Et de même qu’il ne sait plus qu’elle est sa femme, il parle de lui à la troisième personne.
La vie d’Edith Bruck, qui semble essentiellement tournée vers le passé, les morts de sa famille, les suppliciés de l’extermination nazie, et son mari, malade puis mort, est pourtant constamment ancrée, entée pourrait-on dire, sur les réalités présentes : « La barbarie est à nos portes : les ennemis de service sont chez eux en France, en Belgique, partout en Europe, en Orient, dans cette Afrique que tu aimais tant [écrit-elle dans Je te laisse dormir] où les terroristes islamistes sèment la mort et où le peuple se traîne sur les décombres. […] L’Italie sauve, accueille mais ne sait plus quoi faire de ces désespérés, et l’on inaugure rien de bon ni pour les pays salvateurs ni pour les rescapés. Ce sont des temps apocalyptiques, à moins que ça n’ait toujours été le cas, même quand les images n’entraient pas dans nos foyers et que, bienheureux, nous ignorions les désastres ».
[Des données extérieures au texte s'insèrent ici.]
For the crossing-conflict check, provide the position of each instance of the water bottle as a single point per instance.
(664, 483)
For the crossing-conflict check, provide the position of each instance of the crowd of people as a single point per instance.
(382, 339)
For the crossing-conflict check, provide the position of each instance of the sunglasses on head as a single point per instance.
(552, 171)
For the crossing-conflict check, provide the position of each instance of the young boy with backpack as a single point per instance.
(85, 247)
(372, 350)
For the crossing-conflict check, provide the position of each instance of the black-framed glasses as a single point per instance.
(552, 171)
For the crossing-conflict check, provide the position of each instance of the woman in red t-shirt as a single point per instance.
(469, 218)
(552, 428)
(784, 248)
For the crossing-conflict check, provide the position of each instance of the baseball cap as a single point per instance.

Le Mal demeure. « Les morts sont vivants ? », demande le malade. « En nous, oui », répond Edith Bruck. « Nous deux on est vivants ? — Bien sûr », répond-elle encore, parce que, pour elle, la plus belle manière de dire non à la barbarie, à l’injustice, au malheur, est de vivre, en se réjouissant de chaque instant de beauté, de bonheur. La vraie Résistance consistant à ne pas déclarer forfait.